Tuesday 29 October 2013

My roller coaster ride has been full of emotions...but it's one hell of a ride, and am holding on..

How do we share the blessings bestowed upon us... how do we say Thank you ....
I never knew how to repay the many people that have blessed me with thier presence thier time , care, filling up our fridge, garden, flower pots and love...
 
Three months to be exact, my life took a turn... for the better or for the worse is questionable, in hindsight it was for the better.. For without  this experience, I wouldn't have learnt how to count my blessings, how to listen to my body, how to let go of the negative and take in the positives, to fully comprehend the love my family have for me, and to see the friends that cared about and lifted me up... I truly saw and understood the value and the meaning of the world 'angels'
 
These three months have been a whirlwind of emotions, from feeling great to feeling ugly, from feeling positive to hitting rock bottom, from being around family and friends to being my own best friend, and from having looking like I was, to a sudden change in it all...
 
The most hardest thing to grasp at the moment, I think is the sudden change in my life . The changes in my routines, the extent to what I can handle, and the chronic fatigue. But what has also come out of it is, the threshold I have for pain, the extent to which I have learnt about people, the ability to know my self worth, the ability to breathe and let things go, the fresh set of eyes to see beyond appearance and a new found appreciation for my family and circle of friends...
 
There comes a time in life I think, when we all go through something, dramatically life changing, some of us in the latter part, some of us at a younger age.. either way, it opens our eyes ...  It is a matter of choosing to see the roses amongst the thorns or the thorns amongst the roses as Abraham Lincoln said..
 
I think each decision we make, comes with an impact. a consequence, I know that some decisions I made, in my younger days made a great impact on my life, and I had to face the challenges it threw.
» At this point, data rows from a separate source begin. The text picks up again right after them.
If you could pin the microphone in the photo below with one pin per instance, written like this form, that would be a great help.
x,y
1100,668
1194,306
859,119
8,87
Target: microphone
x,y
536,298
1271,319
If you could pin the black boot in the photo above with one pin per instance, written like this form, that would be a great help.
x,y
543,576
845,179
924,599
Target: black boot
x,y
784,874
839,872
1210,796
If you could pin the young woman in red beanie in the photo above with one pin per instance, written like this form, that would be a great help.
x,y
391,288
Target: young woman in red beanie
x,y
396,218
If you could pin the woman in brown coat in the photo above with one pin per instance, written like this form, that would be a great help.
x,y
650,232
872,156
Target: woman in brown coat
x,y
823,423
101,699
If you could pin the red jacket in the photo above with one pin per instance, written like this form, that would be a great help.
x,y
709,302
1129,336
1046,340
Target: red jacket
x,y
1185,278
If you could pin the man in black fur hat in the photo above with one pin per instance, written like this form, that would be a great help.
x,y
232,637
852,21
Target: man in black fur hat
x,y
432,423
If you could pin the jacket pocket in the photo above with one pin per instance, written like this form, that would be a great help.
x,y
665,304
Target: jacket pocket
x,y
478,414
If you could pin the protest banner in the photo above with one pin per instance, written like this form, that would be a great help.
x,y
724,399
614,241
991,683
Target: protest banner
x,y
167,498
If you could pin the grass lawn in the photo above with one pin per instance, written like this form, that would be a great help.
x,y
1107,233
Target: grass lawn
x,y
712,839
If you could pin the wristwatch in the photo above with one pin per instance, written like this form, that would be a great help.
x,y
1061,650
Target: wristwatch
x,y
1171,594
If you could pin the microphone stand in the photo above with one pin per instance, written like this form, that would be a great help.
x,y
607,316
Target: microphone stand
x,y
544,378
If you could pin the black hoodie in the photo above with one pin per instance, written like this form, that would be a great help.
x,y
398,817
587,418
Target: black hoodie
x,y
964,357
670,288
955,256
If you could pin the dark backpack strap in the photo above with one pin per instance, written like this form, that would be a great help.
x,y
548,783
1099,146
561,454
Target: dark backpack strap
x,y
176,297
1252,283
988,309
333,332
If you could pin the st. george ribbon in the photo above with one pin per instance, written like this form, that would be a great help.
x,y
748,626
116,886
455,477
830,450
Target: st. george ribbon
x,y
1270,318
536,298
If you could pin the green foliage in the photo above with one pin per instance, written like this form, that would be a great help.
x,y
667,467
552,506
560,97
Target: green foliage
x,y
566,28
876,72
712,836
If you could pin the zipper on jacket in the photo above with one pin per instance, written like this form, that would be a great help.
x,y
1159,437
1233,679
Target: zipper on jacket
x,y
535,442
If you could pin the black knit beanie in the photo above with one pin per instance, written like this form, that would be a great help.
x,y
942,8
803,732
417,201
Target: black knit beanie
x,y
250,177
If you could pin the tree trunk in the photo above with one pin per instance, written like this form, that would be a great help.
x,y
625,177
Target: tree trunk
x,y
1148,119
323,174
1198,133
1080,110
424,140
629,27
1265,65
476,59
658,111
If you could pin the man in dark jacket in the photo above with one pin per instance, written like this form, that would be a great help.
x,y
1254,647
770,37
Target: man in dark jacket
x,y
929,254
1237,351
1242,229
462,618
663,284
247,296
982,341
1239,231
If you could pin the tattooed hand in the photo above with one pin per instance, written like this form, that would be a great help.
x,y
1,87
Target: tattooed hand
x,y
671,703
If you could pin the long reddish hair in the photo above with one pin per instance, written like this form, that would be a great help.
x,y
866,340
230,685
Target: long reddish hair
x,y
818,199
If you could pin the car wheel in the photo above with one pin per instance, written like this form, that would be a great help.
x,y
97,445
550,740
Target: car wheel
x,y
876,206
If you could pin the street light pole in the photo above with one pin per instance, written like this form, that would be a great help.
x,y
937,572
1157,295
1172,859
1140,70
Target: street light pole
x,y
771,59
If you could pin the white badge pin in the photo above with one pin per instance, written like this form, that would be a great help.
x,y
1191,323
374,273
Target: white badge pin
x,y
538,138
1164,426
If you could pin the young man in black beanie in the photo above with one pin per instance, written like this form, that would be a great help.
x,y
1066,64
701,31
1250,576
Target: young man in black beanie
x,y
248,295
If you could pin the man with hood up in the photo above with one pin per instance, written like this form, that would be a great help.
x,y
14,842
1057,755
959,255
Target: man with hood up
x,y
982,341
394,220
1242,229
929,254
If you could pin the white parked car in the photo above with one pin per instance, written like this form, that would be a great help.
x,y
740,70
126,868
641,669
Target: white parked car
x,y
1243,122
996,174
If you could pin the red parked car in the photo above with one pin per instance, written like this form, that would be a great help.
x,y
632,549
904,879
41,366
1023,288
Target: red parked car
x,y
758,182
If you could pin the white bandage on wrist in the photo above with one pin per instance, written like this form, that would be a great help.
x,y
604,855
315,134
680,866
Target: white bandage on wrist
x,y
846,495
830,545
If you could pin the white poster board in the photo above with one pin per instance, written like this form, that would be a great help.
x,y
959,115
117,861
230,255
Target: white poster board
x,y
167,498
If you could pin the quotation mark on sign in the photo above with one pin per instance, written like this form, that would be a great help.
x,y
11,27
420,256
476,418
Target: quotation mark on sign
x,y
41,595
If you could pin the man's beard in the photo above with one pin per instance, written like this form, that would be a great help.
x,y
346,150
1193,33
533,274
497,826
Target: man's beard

If I had the chance to tell my teenage self something, it would be is to be strong...nothing else, not change anything. but "Be strong, you are stronger than you know"....A challenge can only break you if you let it... and looking back on the past few years, I have faced many a life changing issues, decisions I've made and lessons I have learnt, that have made me to who I am today..
 
One of them was fighting depression.. In the recent past, I spent a few months, letting the black dog plague my life.. I suffered with the decisions I made, I felt an overwhelming sense of sadness and not being able to find contentment with anything I did... but I had to take the challenge into my hands, ask God for his guidance and make some life changing alterations!, ... find my passion, find a place and head space that lets me live my passion out - daily, find my inner calmness and get to know myself a whole lot more...and learn that I can only adjust my own sails, and no one else's ... that puts a new spin on life...and do away with negativity..
 
 today, I vow never to go down that downward spiral again. I fight daily, specially when the spirits are low and when I have a look in the mirror... and see what has become of me.. when miracles are bestowed upon you and good happens, the force of bad fights with it too... it's probably the balance of the universe I am not entirely sure, but I have learnt with the good forces also come the bad.. we need identify and filter it out. ..
 
But 3 months on, the shock doesn't get any lesser... 
but one thing does, instead of counting the scars, and seeing the burns I see the blessings .. I see them lessen I seem my hair growing out, and I see my strength coming back. Some days I go backwards, but my mother by my side, daily in spirit, my family, my friends that uplift me and a partner that is extremely tolerant, with God's grace I am getting there..
 
So, how do we say Thank you to the blessings we receive a thousand fold, when the world comes crashing down... We be grateful... we learn to give back the same blessings we get, and we share another's burden and we find it in our hearts to empathize more.. The hundreds of people that have come to my aid, when I lay helpless , burnt fighting for my life. . I will forever hold you up in my hearts with utmost gratitude and respect..
And I will pour out everything in me, of my talents, my time, my love and my compassion, my faith to say Thank you..I hope reading how far a distance this journey haa s brought me is encouragement for you to keep being the blessing you are. .
 
My experience has been nothing short of an amazing roller coaster ride, this is how I can describe it best. There are days I wake up in anticipation of the thrill and the beautiful view I might see at the top, the beautiful people I see and the beauty of nature... from the top of that ride, or the climb upto it,

but there are days that I am also faced with the fall from the top and the downward journey, but as scary as it maybe and I may scream sometimes, I can also lift my hands up in the air, in relief and happiness, knowing that a God that is faithful will stick by me, and the people sitting next to me, in this ride have stuck by me and put up with my journey so far... there's no looking back now, but forward... This journey I will share with you now, from the day I started off, and an example of the journey so far, the rapid recovery, a lady that has been with me on this journey from the moment I fell ill..my mother. .who sacrifices many a things for my happiness. .. a journey from where I was...

Thank you to all of you that follow this.  My aspiration is that it helps another. .
I am learning getting burnt is not so bad after all!  It clears out all the impurities makes way for a new beginning. .
so if you are going through the fire rise up and shine bright!